Birden elini fotoğraftan çekti;

“Beni neden yanına almadın? Küçücüğüm, neden bıraktın?”

Kapının ardındaki ayçiçeği fotoğrafı

Yerleri değişmemişti çocukluğunun. Bahçedeki ayçiçekleriyle çekilmiş fotoğrafı, duvarla öyle bütünleşikti ki, oradan koparıldığı anda duvar, yalnızlığını büyük bir yıkıntıyla gösterirdi. Fotoğrafın dış yüzeyinin zavallı görünümünün aksine ayçiçeklerin, soğuk, parlak, kaygan, dehşet verici görkemli yaprakları ve vücudunu saran sevecenliği capcanlıydı. Binlerce kez olduğu gibi Moza yine hissetti. Parmaklarını fotoğrafın üzerinde gezdirdi. Babasıyla en mutlu olduğu an buydu herhalde. Düşünüyordu, yıllarca düşünmüştü, bahçeye ayçiçeklerini diktikleri o günden daha mutlu bir anı, küçücük bir gülümseyiş bile anımsamıyordu.
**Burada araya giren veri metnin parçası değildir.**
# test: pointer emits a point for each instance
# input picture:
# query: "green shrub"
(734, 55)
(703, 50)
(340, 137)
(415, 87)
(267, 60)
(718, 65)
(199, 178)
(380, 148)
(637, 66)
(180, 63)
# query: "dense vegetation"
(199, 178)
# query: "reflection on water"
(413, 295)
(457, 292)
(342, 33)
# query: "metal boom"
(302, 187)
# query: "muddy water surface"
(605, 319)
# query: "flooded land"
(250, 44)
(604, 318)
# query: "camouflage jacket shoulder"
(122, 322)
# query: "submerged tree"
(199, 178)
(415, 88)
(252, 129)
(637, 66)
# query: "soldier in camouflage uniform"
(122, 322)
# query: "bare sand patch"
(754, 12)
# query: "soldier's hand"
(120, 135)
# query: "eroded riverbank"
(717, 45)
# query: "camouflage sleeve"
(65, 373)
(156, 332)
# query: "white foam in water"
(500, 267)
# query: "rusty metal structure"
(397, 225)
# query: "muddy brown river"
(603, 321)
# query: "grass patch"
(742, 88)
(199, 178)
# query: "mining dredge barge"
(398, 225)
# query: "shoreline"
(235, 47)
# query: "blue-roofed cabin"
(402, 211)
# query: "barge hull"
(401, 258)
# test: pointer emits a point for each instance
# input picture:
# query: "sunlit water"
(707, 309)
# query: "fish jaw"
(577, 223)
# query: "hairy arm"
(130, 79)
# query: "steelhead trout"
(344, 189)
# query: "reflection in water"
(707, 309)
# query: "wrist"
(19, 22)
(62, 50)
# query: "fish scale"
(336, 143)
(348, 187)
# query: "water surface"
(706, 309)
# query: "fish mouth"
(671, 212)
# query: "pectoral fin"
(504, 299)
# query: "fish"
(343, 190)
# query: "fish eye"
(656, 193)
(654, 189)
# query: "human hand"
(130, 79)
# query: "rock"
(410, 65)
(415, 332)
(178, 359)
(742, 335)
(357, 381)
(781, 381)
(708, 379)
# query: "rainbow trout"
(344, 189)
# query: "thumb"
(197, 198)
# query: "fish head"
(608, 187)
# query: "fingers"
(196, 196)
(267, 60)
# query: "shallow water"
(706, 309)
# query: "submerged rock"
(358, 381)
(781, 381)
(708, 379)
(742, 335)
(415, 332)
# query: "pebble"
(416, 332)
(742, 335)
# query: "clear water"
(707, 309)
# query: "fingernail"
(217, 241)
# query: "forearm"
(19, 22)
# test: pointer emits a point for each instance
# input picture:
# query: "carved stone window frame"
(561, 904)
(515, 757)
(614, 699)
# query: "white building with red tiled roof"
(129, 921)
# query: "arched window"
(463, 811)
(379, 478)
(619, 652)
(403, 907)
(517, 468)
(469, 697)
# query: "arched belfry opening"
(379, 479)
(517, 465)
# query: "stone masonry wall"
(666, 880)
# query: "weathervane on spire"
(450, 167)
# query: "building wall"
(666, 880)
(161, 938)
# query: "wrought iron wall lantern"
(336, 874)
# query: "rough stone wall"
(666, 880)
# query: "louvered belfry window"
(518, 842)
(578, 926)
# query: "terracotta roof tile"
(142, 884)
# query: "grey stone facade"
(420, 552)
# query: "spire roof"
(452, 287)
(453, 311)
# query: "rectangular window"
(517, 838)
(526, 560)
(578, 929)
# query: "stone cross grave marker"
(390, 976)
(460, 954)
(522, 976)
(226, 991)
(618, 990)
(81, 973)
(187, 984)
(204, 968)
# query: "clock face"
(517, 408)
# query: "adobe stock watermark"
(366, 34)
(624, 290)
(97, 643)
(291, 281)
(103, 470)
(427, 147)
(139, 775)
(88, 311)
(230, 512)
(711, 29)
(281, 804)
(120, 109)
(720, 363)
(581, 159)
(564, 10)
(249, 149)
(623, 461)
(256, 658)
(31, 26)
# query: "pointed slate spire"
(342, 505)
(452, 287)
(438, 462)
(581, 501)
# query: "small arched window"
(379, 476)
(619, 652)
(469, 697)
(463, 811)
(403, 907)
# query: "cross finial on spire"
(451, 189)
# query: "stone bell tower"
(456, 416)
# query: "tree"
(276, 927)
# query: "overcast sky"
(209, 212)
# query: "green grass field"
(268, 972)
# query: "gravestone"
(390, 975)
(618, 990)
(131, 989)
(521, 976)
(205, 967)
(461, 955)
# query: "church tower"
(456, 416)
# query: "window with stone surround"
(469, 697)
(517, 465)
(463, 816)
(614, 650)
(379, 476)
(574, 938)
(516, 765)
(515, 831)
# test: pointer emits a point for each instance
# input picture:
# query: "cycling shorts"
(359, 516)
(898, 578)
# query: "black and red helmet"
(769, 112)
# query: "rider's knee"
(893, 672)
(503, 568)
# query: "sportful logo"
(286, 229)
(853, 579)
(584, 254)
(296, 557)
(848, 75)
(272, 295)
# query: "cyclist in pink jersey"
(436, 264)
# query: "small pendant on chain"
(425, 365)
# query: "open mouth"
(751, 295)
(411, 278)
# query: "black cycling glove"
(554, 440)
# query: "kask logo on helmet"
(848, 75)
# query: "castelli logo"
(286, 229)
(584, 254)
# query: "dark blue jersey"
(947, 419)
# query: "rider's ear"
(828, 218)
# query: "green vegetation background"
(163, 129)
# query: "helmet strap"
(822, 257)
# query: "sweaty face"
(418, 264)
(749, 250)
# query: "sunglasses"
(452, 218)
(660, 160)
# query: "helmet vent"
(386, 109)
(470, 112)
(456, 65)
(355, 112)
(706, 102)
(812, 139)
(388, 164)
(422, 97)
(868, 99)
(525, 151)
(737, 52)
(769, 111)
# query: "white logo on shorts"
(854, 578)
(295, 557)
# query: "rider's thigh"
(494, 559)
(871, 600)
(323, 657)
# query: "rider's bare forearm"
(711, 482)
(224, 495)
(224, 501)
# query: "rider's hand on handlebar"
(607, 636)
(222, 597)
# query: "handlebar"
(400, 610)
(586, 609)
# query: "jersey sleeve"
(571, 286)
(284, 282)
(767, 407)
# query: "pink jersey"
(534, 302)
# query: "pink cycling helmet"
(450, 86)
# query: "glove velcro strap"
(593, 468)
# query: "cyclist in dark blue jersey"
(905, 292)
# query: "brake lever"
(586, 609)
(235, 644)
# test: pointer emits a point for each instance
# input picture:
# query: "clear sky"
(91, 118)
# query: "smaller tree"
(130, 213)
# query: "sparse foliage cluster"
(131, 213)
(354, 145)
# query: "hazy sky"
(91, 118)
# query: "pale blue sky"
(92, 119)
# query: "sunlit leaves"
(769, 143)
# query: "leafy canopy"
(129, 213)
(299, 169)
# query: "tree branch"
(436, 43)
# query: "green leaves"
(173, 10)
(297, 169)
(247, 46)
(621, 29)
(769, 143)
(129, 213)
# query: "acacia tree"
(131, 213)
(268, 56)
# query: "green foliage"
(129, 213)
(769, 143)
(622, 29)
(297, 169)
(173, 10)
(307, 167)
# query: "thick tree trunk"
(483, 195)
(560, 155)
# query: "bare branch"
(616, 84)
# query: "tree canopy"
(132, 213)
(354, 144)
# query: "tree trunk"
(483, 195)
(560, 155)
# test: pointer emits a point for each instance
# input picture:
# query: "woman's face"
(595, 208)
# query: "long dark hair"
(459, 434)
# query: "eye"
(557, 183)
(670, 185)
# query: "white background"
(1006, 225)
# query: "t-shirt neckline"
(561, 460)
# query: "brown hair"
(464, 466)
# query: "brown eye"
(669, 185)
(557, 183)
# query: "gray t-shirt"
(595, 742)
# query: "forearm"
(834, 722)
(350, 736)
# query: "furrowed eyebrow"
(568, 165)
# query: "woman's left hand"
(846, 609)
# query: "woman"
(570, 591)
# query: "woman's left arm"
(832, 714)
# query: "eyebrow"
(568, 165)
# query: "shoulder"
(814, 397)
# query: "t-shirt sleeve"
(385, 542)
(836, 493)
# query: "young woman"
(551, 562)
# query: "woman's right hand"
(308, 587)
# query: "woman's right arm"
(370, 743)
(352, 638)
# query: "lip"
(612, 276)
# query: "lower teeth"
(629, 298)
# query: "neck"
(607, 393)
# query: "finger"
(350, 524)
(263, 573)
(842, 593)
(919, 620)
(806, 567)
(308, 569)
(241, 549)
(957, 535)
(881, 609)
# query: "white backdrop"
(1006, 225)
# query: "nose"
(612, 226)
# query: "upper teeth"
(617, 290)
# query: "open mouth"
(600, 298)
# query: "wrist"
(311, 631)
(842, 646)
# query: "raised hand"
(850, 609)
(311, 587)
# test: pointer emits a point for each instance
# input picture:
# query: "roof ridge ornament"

Işıklı kapının ardındaki tablo

Elini duvara sürerek ilerledi. Kapının aralandığı odada ışık yanıyordu. İçeri girdi. Annesinin yaptığı soluk, gerçeküstücülüğün berbat bir kopyası gibi görünen tablo, duvarda eğri şekilde asılıydı. Tabloya bakarken bir kahkaha attı. Oda gergin tiz kahkahasıyla doldu. İsterik bir gülüşle;

“Nefretimi nasıl da çizmişsin? Bu senin nefretin, şimdi bana geçti. Tıpkı tablodaki gibiyim. Çığlıklarımla dolu şişirilmiş bir karnım ve boğazımda dolaşan yılan kollarla morarmış yüzüm. Kollarımdan dallar uzanıyor, zehirli bir sarmaşık gibi yürüyor içime. Tabloya bakınca seni değil kendimi görüyor olmak! Bir ayna gibi. Bedenimden fışkıran dala astım ben bu tabloyu. Kendimle birlikte.”

Kapının kenarına yaslandı ve devam etti;

“Doğmamı neden bu kadar istedin ha baba? Beni istemeyen bir kadına bıraktın ve beni terk ettin! Onu değil beni terk ettin sen! Ona benzediğim için değil mi? Kahretsin. Ona benziyorum evet. Onun kadar mutsuz ve yalnızım.”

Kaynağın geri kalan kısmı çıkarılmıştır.